Auckland Council is misrepresenting the height of the proposed $7.8 million Devonport library building, says Tony Koia, one of a group of six resident architects challenging its location and the Athfield Architects design.
Mr Koia said he asked for survey poles to be erected at the present library to communicate the height of the proposed building to the public.
"They were apparently erected, judged to look too high and then lowered," he said.
Placement in the middle of the building did not define the upper roof of the proposed building.
To his professional eye, the upper roof would be up to 3m above, making a maximum height of 8.4m.
"This deceives the public into thinking the proposed building is much lower than it actually is.
"It is not normal practice to put up survey poles to not define the outer perimeter of the building.
"Placing the poles to define the middle of the building is cynical and also not normal practice."

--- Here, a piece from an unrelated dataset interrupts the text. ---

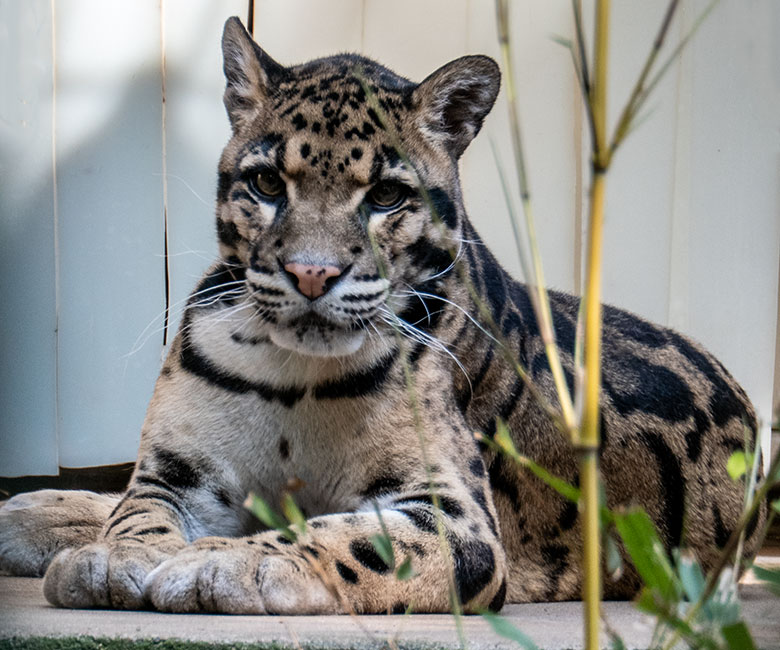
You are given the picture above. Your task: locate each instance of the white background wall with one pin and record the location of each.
(111, 124)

Mr Koia took along his own survey pole to a "stakeholders meeting" and held it up to show people what was, in his opinion, the true height.
He said the library would be the town's most important building for the next 50 years but the group had tried in vain to get the council to scrap the plan for using the waterfront Windsor Reserve and instead cluster it with community facilities off the main street.

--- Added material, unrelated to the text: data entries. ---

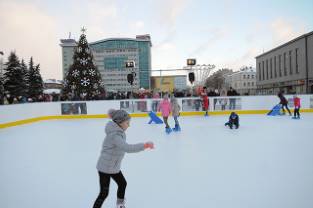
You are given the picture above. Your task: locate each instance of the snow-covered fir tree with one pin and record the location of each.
(35, 83)
(83, 80)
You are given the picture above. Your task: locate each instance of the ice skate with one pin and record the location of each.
(168, 130)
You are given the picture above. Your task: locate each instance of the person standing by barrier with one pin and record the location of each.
(232, 101)
(175, 113)
(205, 101)
(283, 102)
(165, 108)
(297, 105)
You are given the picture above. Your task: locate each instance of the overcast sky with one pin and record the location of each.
(226, 33)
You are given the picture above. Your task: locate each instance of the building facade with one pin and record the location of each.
(243, 81)
(110, 57)
(169, 83)
(287, 68)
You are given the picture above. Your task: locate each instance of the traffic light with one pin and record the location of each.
(191, 77)
(130, 64)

Council manager for the project Richard Cole said eight poles went up on May 29 to show the height of "meaningful parts" of the new building.
Unfortunately, there was a contractor error, he said.

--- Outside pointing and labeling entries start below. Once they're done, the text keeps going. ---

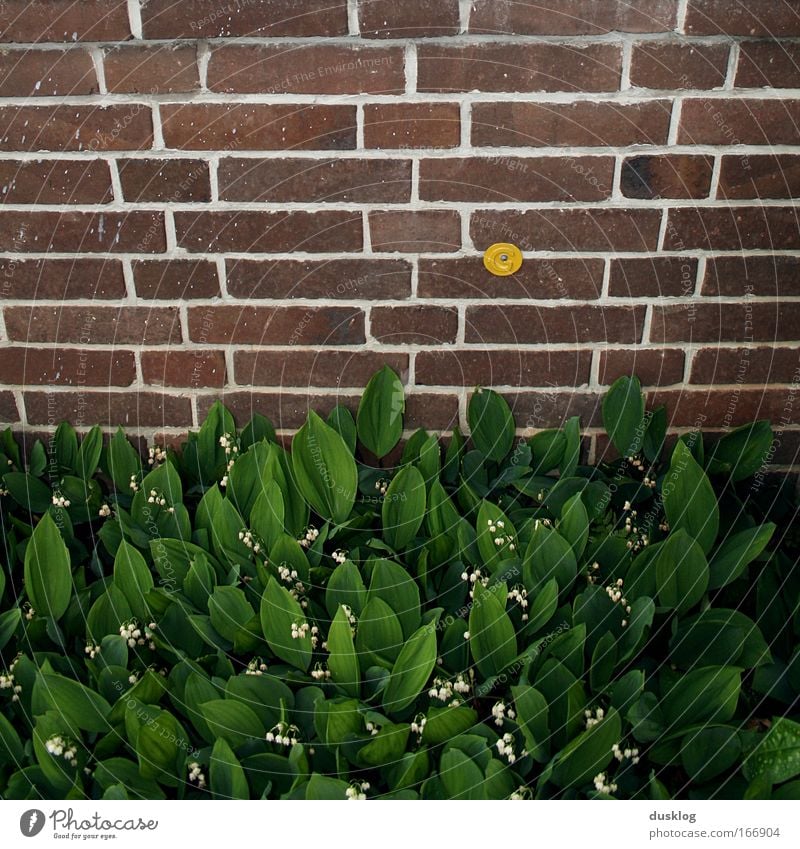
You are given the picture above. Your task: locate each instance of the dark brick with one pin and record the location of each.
(663, 276)
(314, 368)
(568, 229)
(724, 322)
(361, 279)
(411, 125)
(733, 228)
(258, 126)
(502, 368)
(525, 325)
(46, 73)
(509, 178)
(249, 325)
(414, 325)
(175, 279)
(679, 65)
(466, 277)
(760, 177)
(418, 231)
(159, 180)
(315, 180)
(581, 124)
(519, 67)
(652, 367)
(67, 367)
(55, 181)
(745, 365)
(773, 276)
(61, 279)
(676, 176)
(269, 232)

The poles had been measured from an incorrect anchor point and therefore were not an accurate representation of the new height.
The error was fixed on June 1.
"This was a simple error that we picked up on inspection of the work and arranged to be fixed as soon as possible."
The council will not readjust the poles, saying they now reflect the approved notice of requirement which caps the building at 400mm higher than the existing one.
Devonport-Takapuna Local Board chairman Chris Darby said the design was at the final development stage.
Putting up the poles was a way to help people to visualise the height and scale of the building but they should view them with the library scale model which is set in the large trees of the Windsor Reserve, Victoria Rd shop frontages and Flagstaff Tce houses.